What this really means is that Krause abandons his duty for the sake of his comrades, even though they are behaving in a selfish way that puts their mission – indeed the world – at risk. Liz saves Hellboy even though the Angel of Death tells her that Hellboy’s fate is to destroy the world. To save Nuala, Abe gives Nuada what he wants, allowing Nuada to activate the Golden Army. Hardly heroic – or even strategically sound – behavior.

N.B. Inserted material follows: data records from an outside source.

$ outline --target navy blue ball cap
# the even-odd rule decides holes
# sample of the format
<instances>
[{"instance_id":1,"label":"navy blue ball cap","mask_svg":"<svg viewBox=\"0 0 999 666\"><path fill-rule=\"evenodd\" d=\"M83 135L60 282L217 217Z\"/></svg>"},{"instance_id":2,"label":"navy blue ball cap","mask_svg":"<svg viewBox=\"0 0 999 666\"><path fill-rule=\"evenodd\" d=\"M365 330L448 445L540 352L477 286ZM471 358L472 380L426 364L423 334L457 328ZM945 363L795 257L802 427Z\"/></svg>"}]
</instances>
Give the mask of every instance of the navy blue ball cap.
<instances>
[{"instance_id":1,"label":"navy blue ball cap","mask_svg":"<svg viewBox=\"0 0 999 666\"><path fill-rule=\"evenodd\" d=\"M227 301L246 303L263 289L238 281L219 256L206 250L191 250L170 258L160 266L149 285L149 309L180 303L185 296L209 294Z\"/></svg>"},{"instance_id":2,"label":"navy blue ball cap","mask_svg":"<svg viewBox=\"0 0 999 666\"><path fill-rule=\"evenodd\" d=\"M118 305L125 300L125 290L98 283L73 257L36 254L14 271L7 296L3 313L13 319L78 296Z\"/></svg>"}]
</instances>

What sets Hellboy apart from other superheroes is that underneath his horns and red skin he is, as Del Toro has pointed out, just a working-class Joe – a guy doing a dirty job, like a garbageman. The first HELLBOY works because it was easy to identify with the titular character who, despite his powers, was scaled down to human size on an emotional level. Sadly, HELLBOY 2 takes a big step toward endorsing the Superhero Fascism that underlies much of the genre. Hellboy’s crew quit the Bureau for Paranormal Research and Defense – not because the organization is corrupt, nor because they have had some crisis of conscience – but simply because the Bureau chief refused to risk everything just to save Hellboy. In other words, Hellboy is no longer just a guy doing a job; he is more important than his job; his life means more than anythone else’s, and everything must be done – at any cost – to save him. Loyalty to the hero is prized above all things else. Meanwhile, his human companions have been reduced to cannon fodder – as disposable as the red-shirts on the old STAR TREK series.
Yes, it is in the nature of drama that we relate to the protagonists and care for their safety more than for the supporting characters. And I have no doubt that Del Toro has some kind of long-range plan to undermine HELLBOY 2 in a sequel, showing unpleasant consequences of blind loyalty on display here. But that is not enough to justify this film on its own terms. Even as a summer fun-fest, it falls short; in a season that has seen films as complex and/or satisfying as THE DARK KNIGHT and IRON MAN, it is a shame to see HELLBOY 2 fall from so far from grace.
FOOTNOTES:

  1. This resembles an enlarged counterpart of the Cronos device in Del Toro’s debut film.

NOTE: This article has been updated to correct spelling.